Nuclear Information and Resource Service
1424 16th Street NW, #404
Washington, DC 20036
202-328-0002; fax: 202-462-2183

April 16, 1996

Hon. Robert Dole
Majority Leader
United States Senate
Washington, DC 20510

Dear Majority Leader Dole:

We are dismayed and outraged to learn that a Senate floor vote on S. 1271 (Craig, R-Idaho) tentatively has been scheduled for April 25 or 26, 1996.

As you know, April 26, 1996 is the tenth anniversary of the Chernobyl nuclear accident--a disaster that has grown larger with time. It is an anniversary that merits sober reflection on the terrible consequences of the nuclear age, and respect for the tens of thousands of people who have lost their homes, their land, and their lives.

Instead, we apparently will be treated to the spectacle of a Senate vote on the U.S. nuclear power industry's latest "not-in-my-back-yard" scheme--a bill which has been quite aptly dubbed the "Mobile Chernobyl Act."

S. 1271 addresses the ongoing and enormous problem of radioactive waste by moving the problem from the nuclear utilities to taxpayers. The bill would establish an "interim" radioactive waste storage site near Yucca Mountain, Nevada, and begin the unprecedented transport of high-level radioactive waste through 43 states and the District of Columbia; through dozens of cities and across our nation's agricultural heartland. Once the waste left the utility sites, where it is now, title to and liability for that waste would transfer from the utilities to the taxpayers. All this because nuclear utilities don't want to pay for storage of their own waste, and, like everyone else, don't want it in their own backyards.

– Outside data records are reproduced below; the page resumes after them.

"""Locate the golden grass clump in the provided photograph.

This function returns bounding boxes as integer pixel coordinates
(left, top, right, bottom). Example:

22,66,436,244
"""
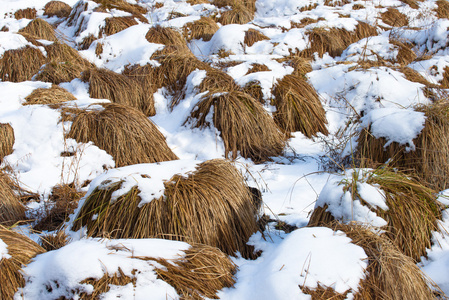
145,25,188,49
39,230,70,251
309,168,441,262
272,74,328,137
24,85,76,105
340,224,439,300
72,159,259,258
244,28,269,47
18,18,58,42
183,16,219,41
44,1,73,18
153,244,237,299
381,8,409,27
198,68,239,93
0,227,45,300
246,63,270,74
358,100,449,191
301,284,348,300
436,0,449,19
101,16,138,36
0,46,46,82
0,123,14,163
215,0,256,25
78,34,97,50
391,40,417,65
302,22,378,58
68,103,178,167
441,66,449,88
243,81,264,104
82,68,154,116
14,8,36,19
93,0,148,22
401,0,420,9
0,172,26,227
34,183,84,232
189,91,286,162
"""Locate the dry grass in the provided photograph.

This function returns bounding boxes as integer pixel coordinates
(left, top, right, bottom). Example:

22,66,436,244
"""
279,55,312,76
215,0,256,25
39,230,70,251
153,244,237,299
301,284,348,300
198,68,239,93
390,40,417,65
441,66,449,88
302,22,378,58
0,124,14,163
358,100,449,191
190,90,286,162
0,46,46,82
246,63,270,74
244,29,269,47
183,16,219,41
18,18,57,41
101,16,138,36
381,8,409,27
82,68,154,116
14,8,36,19
44,1,72,18
0,226,45,300
93,0,147,22
272,74,328,137
0,172,26,227
72,159,259,258
400,67,437,88
68,103,178,167
339,224,440,300
243,81,264,104
436,0,449,19
145,25,188,49
24,85,76,105
34,183,84,232
78,34,96,50
309,168,441,262
401,0,421,9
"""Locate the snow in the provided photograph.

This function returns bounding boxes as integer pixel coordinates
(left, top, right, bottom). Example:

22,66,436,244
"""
0,238,11,260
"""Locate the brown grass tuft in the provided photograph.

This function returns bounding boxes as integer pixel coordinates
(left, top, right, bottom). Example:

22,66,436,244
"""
101,16,138,36
183,16,219,41
198,68,239,93
302,22,378,58
24,85,76,105
338,224,439,300
401,0,420,9
302,284,348,300
400,67,437,88
72,159,259,258
272,74,328,137
0,124,14,163
34,183,84,232
82,68,154,116
189,91,286,162
391,40,417,65
218,5,254,25
381,8,409,27
246,63,270,74
280,55,313,75
244,29,269,47
153,244,237,299
145,25,187,49
358,100,449,191
44,1,72,18
78,34,96,50
309,168,441,262
19,18,58,42
242,81,264,104
39,230,70,251
68,103,178,167
14,8,36,19
92,0,147,22
436,0,449,19
0,226,45,300
0,171,26,227
441,66,449,88
0,46,46,82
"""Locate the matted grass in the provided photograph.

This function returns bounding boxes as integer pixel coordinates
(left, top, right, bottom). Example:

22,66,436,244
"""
272,74,329,137
93,0,147,22
39,230,70,251
243,81,264,104
82,68,154,116
68,103,178,167
391,40,417,65
0,227,45,299
246,63,270,74
198,68,239,93
14,8,36,19
101,16,138,36
381,7,409,27
183,16,219,41
244,28,269,47
436,0,449,19
358,100,449,191
24,85,76,105
0,46,46,82
309,168,441,262
145,25,188,49
44,1,72,18
215,0,256,25
401,0,421,9
0,123,14,163
0,171,26,227
18,18,57,41
72,159,259,258
189,90,286,162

S. 1271 would be an insult to the American people at any time. Holding this vote on the 10th anniversary of Chernobyl is contemptuous and demonstrates a serious lack of understanding of the lessons of Chernobyl.

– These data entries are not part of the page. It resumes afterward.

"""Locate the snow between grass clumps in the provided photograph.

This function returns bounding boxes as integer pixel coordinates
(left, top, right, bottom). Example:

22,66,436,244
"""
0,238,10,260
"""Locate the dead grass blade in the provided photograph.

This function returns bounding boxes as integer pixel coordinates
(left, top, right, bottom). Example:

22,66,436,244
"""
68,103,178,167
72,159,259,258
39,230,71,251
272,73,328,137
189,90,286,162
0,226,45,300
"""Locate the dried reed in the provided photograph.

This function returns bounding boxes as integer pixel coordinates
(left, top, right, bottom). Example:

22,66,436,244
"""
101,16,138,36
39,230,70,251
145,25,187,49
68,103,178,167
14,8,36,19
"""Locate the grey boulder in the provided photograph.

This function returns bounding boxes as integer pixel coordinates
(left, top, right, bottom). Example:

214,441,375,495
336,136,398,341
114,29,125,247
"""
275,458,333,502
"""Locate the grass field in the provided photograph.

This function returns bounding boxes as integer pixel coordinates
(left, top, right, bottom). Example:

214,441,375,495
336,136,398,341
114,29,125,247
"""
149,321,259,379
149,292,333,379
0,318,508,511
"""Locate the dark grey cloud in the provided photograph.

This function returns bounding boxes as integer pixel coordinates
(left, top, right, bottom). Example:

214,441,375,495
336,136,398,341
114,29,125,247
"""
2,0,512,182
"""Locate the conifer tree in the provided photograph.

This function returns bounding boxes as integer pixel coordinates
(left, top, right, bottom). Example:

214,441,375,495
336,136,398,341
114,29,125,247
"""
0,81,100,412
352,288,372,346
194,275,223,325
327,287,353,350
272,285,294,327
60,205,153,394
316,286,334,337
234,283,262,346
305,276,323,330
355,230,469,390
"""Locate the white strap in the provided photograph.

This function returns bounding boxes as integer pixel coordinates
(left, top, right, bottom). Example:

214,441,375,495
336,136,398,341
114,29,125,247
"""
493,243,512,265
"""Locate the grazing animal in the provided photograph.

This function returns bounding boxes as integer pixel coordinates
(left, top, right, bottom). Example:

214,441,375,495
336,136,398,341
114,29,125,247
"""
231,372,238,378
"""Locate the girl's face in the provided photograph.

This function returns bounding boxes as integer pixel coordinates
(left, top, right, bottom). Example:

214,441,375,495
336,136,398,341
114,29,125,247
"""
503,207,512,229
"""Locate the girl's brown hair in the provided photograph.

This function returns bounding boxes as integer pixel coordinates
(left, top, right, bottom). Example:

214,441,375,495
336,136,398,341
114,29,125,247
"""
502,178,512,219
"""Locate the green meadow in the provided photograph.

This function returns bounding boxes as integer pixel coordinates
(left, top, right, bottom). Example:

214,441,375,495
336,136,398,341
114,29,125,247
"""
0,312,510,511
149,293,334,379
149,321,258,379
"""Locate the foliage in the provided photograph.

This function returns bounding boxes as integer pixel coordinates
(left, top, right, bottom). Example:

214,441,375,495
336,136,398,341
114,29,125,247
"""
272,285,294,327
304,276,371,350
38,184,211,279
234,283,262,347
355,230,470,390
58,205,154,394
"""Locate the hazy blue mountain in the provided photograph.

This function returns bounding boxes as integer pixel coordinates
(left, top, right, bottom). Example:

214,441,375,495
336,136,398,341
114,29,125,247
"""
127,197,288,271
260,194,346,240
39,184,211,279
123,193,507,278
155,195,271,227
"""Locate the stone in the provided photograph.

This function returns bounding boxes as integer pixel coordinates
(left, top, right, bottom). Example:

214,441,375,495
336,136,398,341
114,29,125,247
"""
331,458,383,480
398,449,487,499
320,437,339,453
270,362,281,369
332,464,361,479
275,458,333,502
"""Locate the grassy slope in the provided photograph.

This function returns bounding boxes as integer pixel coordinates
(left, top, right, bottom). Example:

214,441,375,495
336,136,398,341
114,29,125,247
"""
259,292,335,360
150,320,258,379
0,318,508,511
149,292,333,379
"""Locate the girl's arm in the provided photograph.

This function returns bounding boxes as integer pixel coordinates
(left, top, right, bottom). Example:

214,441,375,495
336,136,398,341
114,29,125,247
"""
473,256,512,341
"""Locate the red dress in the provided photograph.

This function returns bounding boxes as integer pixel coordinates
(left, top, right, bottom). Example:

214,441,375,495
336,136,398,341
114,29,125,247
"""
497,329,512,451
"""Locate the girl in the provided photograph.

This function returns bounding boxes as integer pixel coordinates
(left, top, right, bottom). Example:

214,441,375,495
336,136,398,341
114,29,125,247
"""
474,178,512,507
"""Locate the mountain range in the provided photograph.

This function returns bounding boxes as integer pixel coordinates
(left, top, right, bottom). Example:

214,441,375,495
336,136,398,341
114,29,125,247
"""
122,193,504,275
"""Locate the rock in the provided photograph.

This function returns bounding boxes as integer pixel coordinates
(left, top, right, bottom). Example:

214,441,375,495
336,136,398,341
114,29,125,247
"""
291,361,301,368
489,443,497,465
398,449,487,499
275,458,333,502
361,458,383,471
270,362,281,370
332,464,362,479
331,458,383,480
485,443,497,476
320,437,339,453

Writing in the April 1996 issue of Scientific American, Yuri Shcherbak, Ukraine's Ambassador to the United States, said, "Chornobyl [Ukrainian spelling] was not simply another disaster of the sort that humankind has experienced throughout history, like a fire or an earthquake or a flood. It is a global environmental event of a new kind. It is characterized by the presence of thousands of environmental refugees; long-term contamination of land, water and air; and possibly irreparable damage to ecosystems. Chornobyl demonstrates the ever growing threat of technology run amok."

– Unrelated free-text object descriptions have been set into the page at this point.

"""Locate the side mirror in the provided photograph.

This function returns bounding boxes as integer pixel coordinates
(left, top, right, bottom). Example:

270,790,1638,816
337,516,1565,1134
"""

S. 1271 ignores the lessons of Chernobyl. The high-level nuclear waste that would be transported across our nation's railways and highways contains 95% of the radioactivity ever created in the U.S. Before we begin such a risky endeavor, we had better be sure that the first transport of this deadly material is the last. Moving the waste to an "interim" site, even as evidence is growing that Yucca Mountain is not suitable for permanent disposal, could be a catastrophic mistake.

We must avoid a Mobile Chernobyl in the United States. The best way to do that is to not rush into nuclear industry schemes to avoid liability for their own waste products.

A fitting commemoration of Chernobyl's 10th anniversary would be for you to announce that S. 1271 will never reach the Senate floor. At the very least, out of respect for the victims of commercial nuclear technology, we urge you to postpone this vote to a more appropriate time.